In the Middle East and around the globe, the U.S. needs to re-evaluate its position in the light of our national interest. We must, for example, reconsider our relationship with Saudi Arabia in light of their unrelenting funding of Salafist and Wahhabist ideologies directly hostile to the U.S. and the West in general. We cannot elevate the Saudis to the high status of ally or even “friend” when they are bankrolling our enemies. This need not mean open conflict with them, but it surely must mean a reduction in relations. (The fact that the U.S. is set to soon surpass the Saudis as the world’s largest oil producer should translate into tangible, state leverage).
Syria is another example where the U.S. must evaluate the opportunities and risks for involvement based primarily upon national interest rather than the threat of a “humanitarian crisis” or “instability.” Even a Syria riven by civil war and instability will stalemate Iran’s ability to fund and support Hezbollah and bring greater opportunities for U.S. influence in the region as a whole. The U.S. has been at war with Iran since 1979 and rarely have we had an opportunity to deal the regime in Tehran such a critical blow as exists in Syria.

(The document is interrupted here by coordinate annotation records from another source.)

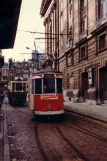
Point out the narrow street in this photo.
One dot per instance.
(76, 138)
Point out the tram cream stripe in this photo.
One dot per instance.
(48, 112)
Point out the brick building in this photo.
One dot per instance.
(81, 46)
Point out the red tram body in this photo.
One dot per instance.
(45, 95)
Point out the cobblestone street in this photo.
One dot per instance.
(75, 138)
(1, 137)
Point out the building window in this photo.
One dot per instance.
(83, 53)
(70, 7)
(102, 9)
(69, 59)
(83, 4)
(68, 80)
(102, 42)
(83, 24)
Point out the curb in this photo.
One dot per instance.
(6, 141)
(88, 116)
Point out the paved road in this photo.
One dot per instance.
(76, 138)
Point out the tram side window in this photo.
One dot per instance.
(38, 86)
(49, 85)
(24, 87)
(33, 87)
(18, 86)
(59, 85)
(13, 87)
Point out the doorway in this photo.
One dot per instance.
(103, 83)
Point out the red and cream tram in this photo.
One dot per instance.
(45, 95)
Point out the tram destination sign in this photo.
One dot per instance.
(48, 75)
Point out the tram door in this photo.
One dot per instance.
(32, 94)
(84, 84)
(103, 82)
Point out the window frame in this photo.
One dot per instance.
(86, 52)
(102, 34)
(70, 55)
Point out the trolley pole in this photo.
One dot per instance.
(37, 60)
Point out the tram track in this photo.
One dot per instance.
(41, 149)
(85, 120)
(79, 153)
(87, 132)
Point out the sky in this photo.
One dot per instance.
(29, 20)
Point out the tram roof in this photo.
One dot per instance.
(47, 70)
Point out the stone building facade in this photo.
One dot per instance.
(4, 75)
(82, 47)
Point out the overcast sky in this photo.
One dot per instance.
(29, 20)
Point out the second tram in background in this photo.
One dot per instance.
(45, 94)
(17, 91)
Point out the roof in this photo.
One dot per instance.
(9, 15)
(47, 70)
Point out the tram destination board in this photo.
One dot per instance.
(48, 75)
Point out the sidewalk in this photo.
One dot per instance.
(98, 112)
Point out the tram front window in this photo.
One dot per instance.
(49, 85)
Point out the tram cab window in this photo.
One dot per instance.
(18, 86)
(59, 85)
(38, 86)
(13, 87)
(49, 85)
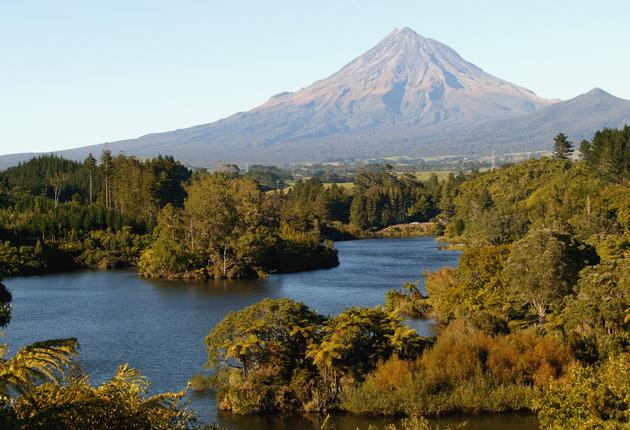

Throughout the Middle East U.S. policy is plagued by a lack of a driving force. The U.S. intervened in Libya under the pretext of potential civilian casualties but recoils from Syria with actual casualties. The U.S. dithers over supporting former President Mubarak in Egypt while supporting the no-less tyrannical Saudi royal family. The U.S. spends tens of billions of dollars on a corrupt government in Kabul but argues whether to pull funding from Israel if it does not halt new housing settlements or show enough “flexibility” on Arab demands for land. It is high time to clarify who our friends and enemies are and why. Israel is not merely a kindred democracy, for example. They are a vital ally because they directly serve U.S. interests in the region as a bulwark against Islamists. There is, perhaps, no greater return on U.S. investments than Israel given the plethora of hostile, Islamist states in the region. But here again, the U.S. policy is to adopt the hectoring, self-righteous tone of the international community, treating Israel and the Palestinians on equal terms for no good reason.
It is my hope that Mitt Romney wins the election and does so in convincing fashion. The next four years could be pivotal as a showdown with Iran cannot be delayed beyond the next term in office. War is everywhere in the Middle East and the next President will need to have a clear-eyed view of what America’s interests are and how to achieve them. The last 11 years have certainly taught us that “nation building” and “elections” are not effective tools of American power. May President Romney absorb the lessons and chart a better course in 2013.